The phase 3 EORTC 26101 study was conducted on 432 patients with recurrent glioblastoma. Patients were split into two groups. One took a combination of Avastin and lomustine, and the other just lomustine. The primary objective of the study was to determine if overall survival, progression-free survival (the length of time during and after treatment that a patient lives with the disease, but it doesn’t get worse) and overall response rate. 

The study found no significant change in overall survival with the addition of Avastin. However, adding Avastin to lomustine resulted in an average progression-free survival of more than four months, compared to 1.5 months with lomustine alone.

Half of all patients across both categories were taking corticosteroids as a baseline supplement. Of these patients, 23 per cent taking Avastin were able to stop corticosteroids while on the treatment, compared to 12 per cent taking lomustine.

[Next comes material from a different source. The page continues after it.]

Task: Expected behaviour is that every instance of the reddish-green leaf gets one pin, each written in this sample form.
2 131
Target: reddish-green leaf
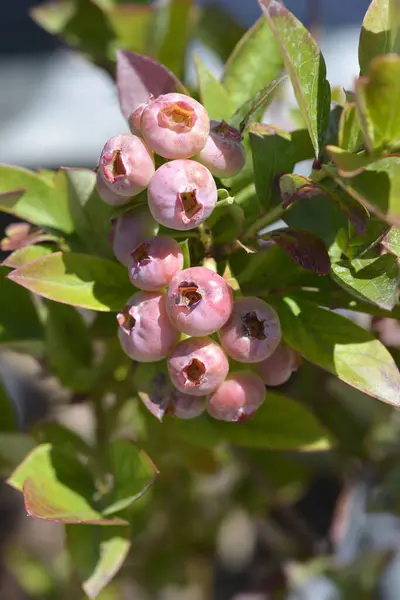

In May 2009 the FDA granted accelerated approval for Avastin for use as a monotherapy (a single drug to treat a particular disease) to treat patients with glioblastoma whose tumours progressed following earlier therapy. This approval was based on two single-arm trials - NCI 06-C-0064E and AVF3708g.

In the AVF3708g trial, previous glioblastoma patients received 10 mg/kg IV of Avastin fortnightly until the disease progressed or reached an unacceptable level of toxicity. The FDA only considered the single-agent arm for the accelerated approval. Of the 85 patients in this category, the overall response rate was 25.9 per cent, with the average response duration being 4.2 months.

However, in the NCI 06-C-0064E study, which involved 56 patients who were previously treated for gliomas, received 10mh/kg IV of Avastin fortnightly. Here the overall response rate was 19.6 per cent, with the median duration of response being 3.9 months.

Safety data from the AVF3708g study indicated the most common side-effects from Avastin were infection, fatigue, hypertension, headache, diarrhea and epistaxis.

Avastin is currently not reimbursed for GBM patients in Australia.